Tuesday, August 7, 2007

Federal prosecutors are considering the death penalty in the case of four Trinidadian nationals extradited to face federal charges in the District in the kidnapping and killing of a U.S. citizen.

The four men were brought to the U.S. last month in connection with the April 2005 abduction of Balram Maharaj, a U.S. citizen and military veteran who was visiting family in the country.

The abductors sought a $500,000 ransom, but Mr. Maharaj’s body was found mutilated in a remote part of Trinidad months after he disappeared, prosecutors said.

The U.S. attorney’s office has not filed a notice of intent to seek the death penalty, but defense attorney John Carney recently told the embassy for the Republic of Trinidad and Tobago that his client, Wayne Pierre, faces capital punishment in the case.

In a letter filed in federal court in recent days, Mr. Carney told the embassy that the U.S. Department of Justice “has not waived its right to proceed with the case as a death penalty prosecution.”

“This charge is eligible for the death penalty if there is a prosecution,” Mr. Carney wrote to the embassy.

The case is being prosecuted in the District because Mr. Maharaj was a U.S. citizen. The U.S. Department of Justice in recent years brought three Rwandan nationals to face trial in the District in the killings of two American tourists in Uganda, though charges were dismissed last year.

In Mr. Pierre’s case, prosecutors say he was part of a group of a dozen abductors, some of them armed, who seized Mr. Maharaj while he was at a bar with friends.

The abductors demanded a ransom for his release, but his body was not found until January 2006 in a remote section of Trinidad, prosecutors said. The FBI’s Miami field office investigated the case.

In February, authorities announced that another defendant, Winston Gittens, had pleaded guilty and that prosecutors had agreed not to seek capital punishment.

“The horrible facts of the this case are a prime example of why the Department of Justice is so committed to investigating and prosecuting persons who seek to prey upon U.S. citizens and residents when they are abroad,” said Jeffrey Taylor, U.S. attorney for the District, speaking about Gittens’ plea earlier this year.

Four other defendants remain detained in Trinidad amid various appeals on whether they should be extradited.

The Justice Department will not seek the death penalty against those defendants, according to the U.S. attorney’s office. But it’s not clear whether the four others, including Mr. Pierre, who were brought to the U.S. last month will face capital punishment.

“There has been no public announcement with respect to the position of the Department of Justice on whether it will seek the death penalty,” said Channing Phillips, spokesman for the U.S. attorney’s office. “That decision is still pending.”

According to the indictment, Mr. Pierre helped plan the abduction. He also is charged with dismembering Mr. Maharaj’s body after he died, storing the remains in a blue plastic barrel and Styrofoam cooler before burying him in a remote section of Trinidad.

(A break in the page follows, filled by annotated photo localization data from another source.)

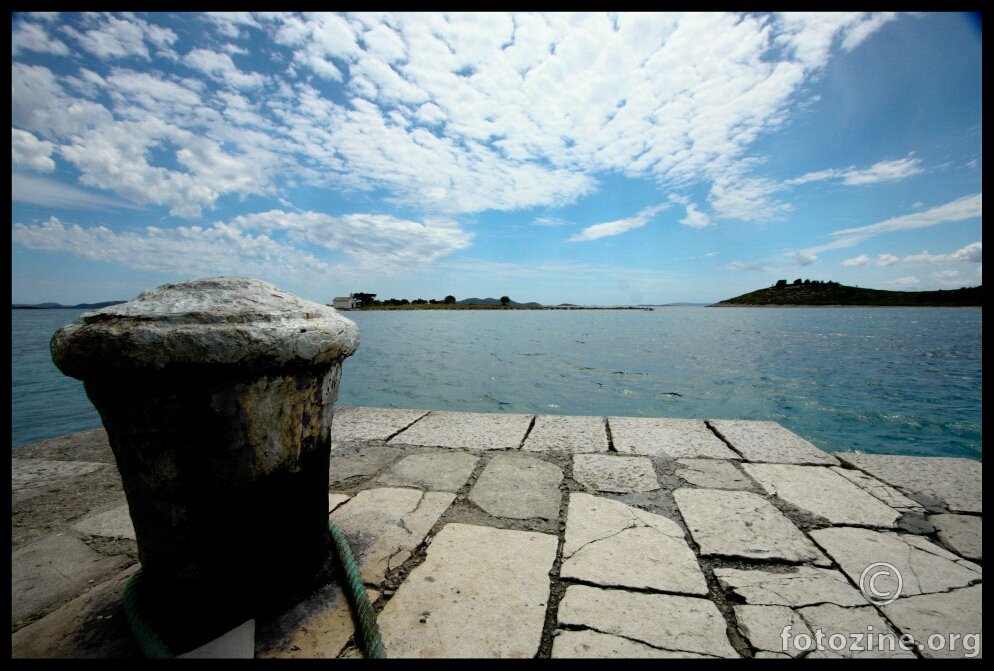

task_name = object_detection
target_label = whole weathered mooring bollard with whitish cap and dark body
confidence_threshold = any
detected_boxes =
[51,277,359,637]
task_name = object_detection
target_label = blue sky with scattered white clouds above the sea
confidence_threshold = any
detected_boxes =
[11,13,983,305]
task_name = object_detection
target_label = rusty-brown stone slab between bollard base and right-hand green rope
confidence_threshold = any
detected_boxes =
[255,582,380,659]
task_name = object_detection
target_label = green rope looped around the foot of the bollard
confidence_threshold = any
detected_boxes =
[124,522,387,659]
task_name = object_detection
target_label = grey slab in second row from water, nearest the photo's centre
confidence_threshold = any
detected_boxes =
[469,453,563,520]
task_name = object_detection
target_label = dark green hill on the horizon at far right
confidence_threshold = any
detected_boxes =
[714,280,983,307]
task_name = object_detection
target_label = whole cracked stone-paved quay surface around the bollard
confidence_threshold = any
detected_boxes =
[11,408,983,658]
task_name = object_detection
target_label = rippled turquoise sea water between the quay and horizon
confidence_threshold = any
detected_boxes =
[11,307,983,459]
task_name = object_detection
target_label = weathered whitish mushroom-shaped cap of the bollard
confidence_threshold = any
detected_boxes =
[51,277,359,380]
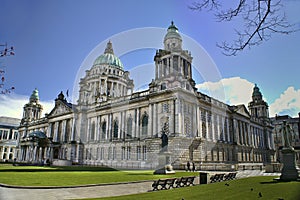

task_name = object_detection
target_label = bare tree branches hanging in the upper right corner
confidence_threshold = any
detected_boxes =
[190,0,298,56]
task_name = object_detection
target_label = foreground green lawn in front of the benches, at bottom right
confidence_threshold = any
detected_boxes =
[82,176,300,200]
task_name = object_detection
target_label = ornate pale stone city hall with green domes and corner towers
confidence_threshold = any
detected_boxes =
[17,22,275,169]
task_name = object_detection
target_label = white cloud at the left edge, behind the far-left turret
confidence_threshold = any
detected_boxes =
[0,93,54,119]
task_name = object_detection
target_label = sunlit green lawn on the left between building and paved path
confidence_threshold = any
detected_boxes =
[0,165,198,186]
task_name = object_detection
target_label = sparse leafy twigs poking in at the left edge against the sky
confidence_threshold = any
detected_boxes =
[0,44,15,94]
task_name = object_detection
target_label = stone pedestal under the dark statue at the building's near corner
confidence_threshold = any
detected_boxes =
[154,152,175,174]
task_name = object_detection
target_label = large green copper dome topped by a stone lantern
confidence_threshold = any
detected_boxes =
[93,41,124,70]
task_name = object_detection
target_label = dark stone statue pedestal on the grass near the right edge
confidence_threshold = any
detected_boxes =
[279,147,299,181]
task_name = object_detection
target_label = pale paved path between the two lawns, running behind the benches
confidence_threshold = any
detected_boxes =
[0,170,280,200]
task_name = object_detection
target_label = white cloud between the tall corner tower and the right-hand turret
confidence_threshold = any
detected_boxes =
[196,77,254,105]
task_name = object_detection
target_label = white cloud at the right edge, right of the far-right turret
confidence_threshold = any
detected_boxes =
[270,87,300,117]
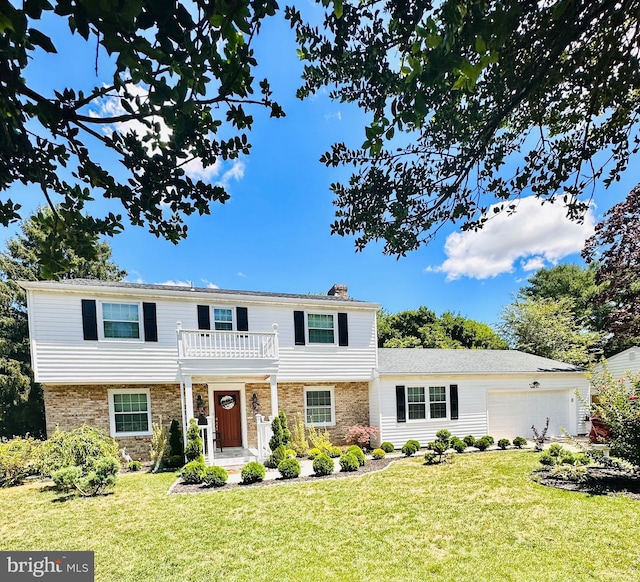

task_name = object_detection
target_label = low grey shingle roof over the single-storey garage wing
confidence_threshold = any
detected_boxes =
[378,348,584,375]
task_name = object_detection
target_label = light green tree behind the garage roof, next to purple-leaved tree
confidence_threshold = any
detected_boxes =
[498,296,603,365]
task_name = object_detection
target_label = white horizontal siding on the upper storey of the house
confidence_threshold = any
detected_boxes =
[28,289,376,383]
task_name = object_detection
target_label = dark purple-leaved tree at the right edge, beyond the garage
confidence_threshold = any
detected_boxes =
[582,186,640,355]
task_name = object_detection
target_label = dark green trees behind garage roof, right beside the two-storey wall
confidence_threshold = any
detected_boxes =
[378,306,508,350]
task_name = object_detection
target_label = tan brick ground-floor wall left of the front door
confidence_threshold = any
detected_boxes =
[44,384,182,461]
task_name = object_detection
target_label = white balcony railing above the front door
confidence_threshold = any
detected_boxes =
[177,325,278,360]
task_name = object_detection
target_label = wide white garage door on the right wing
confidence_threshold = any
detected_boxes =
[488,390,576,439]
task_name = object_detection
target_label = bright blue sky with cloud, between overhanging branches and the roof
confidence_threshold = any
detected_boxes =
[2,8,638,324]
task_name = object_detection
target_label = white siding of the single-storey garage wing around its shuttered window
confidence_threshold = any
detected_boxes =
[372,373,588,448]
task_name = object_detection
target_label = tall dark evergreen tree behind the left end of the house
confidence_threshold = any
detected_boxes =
[0,209,127,437]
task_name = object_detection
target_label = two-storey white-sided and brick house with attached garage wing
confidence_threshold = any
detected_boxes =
[21,279,588,462]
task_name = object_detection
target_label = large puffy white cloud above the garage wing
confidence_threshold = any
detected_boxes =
[426,196,595,281]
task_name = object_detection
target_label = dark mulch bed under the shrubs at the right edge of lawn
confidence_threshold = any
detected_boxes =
[533,467,640,500]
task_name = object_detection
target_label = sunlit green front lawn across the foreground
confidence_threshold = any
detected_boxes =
[0,451,640,582]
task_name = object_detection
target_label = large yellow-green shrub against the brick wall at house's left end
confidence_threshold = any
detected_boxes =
[37,424,119,477]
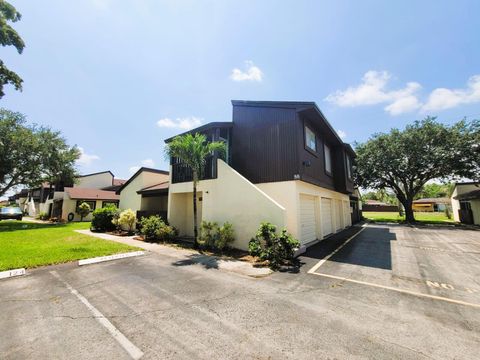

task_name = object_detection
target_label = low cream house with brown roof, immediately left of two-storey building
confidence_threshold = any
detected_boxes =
[116,167,169,220]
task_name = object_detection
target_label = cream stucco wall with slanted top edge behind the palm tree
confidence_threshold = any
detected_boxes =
[168,160,286,250]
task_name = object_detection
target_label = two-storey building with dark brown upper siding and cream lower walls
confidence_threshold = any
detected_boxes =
[166,101,359,249]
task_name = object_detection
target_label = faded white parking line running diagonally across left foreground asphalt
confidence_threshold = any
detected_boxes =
[50,271,143,359]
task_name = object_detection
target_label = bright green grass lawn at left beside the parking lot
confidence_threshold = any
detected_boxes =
[0,221,138,271]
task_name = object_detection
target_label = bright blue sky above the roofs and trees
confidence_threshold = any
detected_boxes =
[0,0,480,178]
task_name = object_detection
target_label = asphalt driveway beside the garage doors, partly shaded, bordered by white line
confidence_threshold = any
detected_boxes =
[305,225,480,311]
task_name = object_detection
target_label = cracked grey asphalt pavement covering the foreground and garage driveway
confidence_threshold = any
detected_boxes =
[0,227,480,359]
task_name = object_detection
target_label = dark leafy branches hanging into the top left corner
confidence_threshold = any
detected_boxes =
[0,0,25,98]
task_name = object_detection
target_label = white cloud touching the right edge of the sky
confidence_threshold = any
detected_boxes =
[422,75,480,111]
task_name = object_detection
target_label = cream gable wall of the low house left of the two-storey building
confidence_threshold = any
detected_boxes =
[119,171,169,211]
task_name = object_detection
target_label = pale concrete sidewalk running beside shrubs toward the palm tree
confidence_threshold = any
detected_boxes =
[75,230,272,278]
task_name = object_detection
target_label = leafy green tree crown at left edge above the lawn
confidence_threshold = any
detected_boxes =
[0,109,80,196]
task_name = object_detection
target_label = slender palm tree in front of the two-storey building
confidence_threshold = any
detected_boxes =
[165,133,226,248]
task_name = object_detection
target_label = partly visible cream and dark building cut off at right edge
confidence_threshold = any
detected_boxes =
[451,182,480,225]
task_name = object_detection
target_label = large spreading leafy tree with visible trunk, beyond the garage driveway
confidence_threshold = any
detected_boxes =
[355,117,480,222]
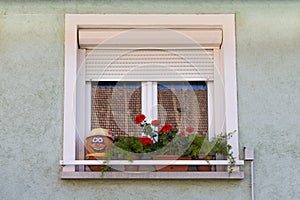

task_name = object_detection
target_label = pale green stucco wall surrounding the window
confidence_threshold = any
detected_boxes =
[0,0,300,200]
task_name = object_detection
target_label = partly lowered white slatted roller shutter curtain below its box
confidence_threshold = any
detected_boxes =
[85,49,214,81]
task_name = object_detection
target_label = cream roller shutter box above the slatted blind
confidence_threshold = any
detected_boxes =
[78,28,223,49]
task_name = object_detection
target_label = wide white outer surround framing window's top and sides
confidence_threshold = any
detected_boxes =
[61,14,243,178]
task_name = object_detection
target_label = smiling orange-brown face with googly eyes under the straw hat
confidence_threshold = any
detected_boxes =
[86,135,112,154]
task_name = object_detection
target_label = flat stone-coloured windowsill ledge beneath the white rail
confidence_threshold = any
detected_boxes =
[61,171,244,180]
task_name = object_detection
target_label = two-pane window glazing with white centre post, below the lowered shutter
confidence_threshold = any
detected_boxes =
[90,81,208,135]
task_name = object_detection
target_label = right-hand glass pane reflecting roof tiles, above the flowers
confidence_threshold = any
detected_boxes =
[158,81,208,134]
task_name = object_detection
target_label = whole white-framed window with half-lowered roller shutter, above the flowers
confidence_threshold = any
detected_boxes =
[61,14,242,177]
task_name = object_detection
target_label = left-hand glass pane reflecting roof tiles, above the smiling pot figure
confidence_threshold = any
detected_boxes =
[91,81,141,135]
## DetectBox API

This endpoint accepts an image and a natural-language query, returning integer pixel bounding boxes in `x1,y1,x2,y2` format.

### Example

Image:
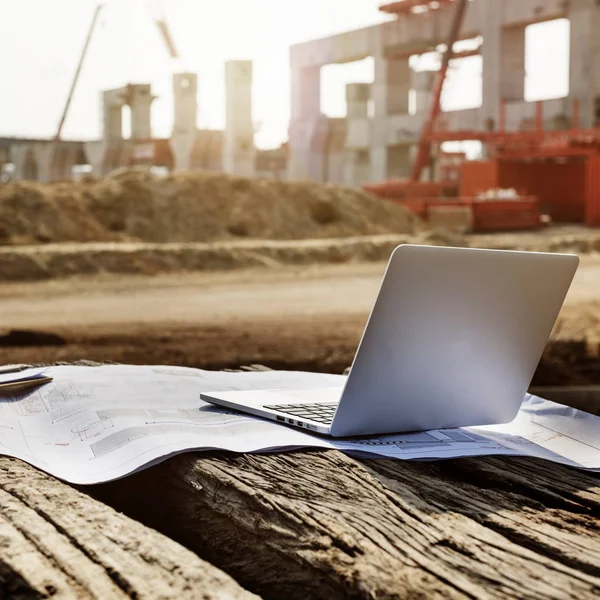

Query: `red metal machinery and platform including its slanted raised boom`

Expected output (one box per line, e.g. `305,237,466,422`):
364,0,600,231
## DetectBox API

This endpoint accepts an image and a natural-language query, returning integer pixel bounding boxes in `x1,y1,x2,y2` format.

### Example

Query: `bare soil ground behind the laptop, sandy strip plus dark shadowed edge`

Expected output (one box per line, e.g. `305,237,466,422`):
0,255,600,385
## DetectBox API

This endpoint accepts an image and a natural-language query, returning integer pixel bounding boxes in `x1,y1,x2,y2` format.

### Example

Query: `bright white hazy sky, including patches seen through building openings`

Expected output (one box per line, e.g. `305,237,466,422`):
0,0,568,148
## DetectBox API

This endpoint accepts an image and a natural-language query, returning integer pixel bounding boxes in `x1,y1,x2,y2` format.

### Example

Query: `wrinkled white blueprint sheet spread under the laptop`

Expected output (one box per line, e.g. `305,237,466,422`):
0,365,600,484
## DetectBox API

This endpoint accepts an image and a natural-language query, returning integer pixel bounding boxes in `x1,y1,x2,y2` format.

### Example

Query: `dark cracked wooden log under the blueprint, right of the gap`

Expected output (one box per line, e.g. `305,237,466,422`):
92,451,600,600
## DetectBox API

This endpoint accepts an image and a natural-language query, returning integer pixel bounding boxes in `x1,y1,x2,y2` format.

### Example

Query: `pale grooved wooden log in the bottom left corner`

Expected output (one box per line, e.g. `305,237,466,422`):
0,457,256,600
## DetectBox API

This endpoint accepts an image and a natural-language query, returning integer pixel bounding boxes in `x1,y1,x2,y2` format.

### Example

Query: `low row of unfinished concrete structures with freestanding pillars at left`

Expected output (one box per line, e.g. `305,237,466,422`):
0,61,264,181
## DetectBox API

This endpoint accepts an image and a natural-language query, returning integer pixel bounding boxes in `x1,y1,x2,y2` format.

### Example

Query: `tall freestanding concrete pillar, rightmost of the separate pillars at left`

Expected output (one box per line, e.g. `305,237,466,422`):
223,60,256,177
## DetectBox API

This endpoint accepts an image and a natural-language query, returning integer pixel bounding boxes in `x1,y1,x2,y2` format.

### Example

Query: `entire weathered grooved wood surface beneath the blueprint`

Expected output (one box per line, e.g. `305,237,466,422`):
0,364,600,600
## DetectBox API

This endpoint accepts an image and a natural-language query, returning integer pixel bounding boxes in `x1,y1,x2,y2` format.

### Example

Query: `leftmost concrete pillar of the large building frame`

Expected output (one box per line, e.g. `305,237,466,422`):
288,64,321,180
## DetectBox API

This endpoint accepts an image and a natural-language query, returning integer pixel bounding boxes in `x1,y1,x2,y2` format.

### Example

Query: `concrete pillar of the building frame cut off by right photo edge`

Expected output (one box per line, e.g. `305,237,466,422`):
569,0,600,127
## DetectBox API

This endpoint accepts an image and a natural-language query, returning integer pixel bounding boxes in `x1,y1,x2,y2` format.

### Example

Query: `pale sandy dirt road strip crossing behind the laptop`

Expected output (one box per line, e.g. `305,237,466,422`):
0,256,600,329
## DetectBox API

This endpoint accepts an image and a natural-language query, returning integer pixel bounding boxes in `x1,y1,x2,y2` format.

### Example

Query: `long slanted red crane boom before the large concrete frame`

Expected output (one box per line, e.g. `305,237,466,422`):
410,0,469,182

Prosecutors have had difficulty in recent capital punishment cases in the District. D.C. law bars the death penalty, but defendants can face capital punishment in federal crimes.

One year ago, six men faced death-penalty prosecutions, but in each case, the defendants avoided capital punishment. A jury ruled against the death penalty in the case of convicted gang enforcer Larry Gooch.

In a separate gang case, a judge ruled that prosecutors missed a key deadline to seek the death penalty against two accused of leading the Congress Park Crew.

In January, the Justice Department dropped charges against three men from Rwanda brought to the District to face capital murder charges in the 1999 killing and kidnapping of two American tourists in Uganda.

The move was prompted by a ruling from U.S. District Judge Ellen Huvelle, who suppressed the defendants’ confessions, citing evidence the men were tortured while imprisoned by Rwandan authorities.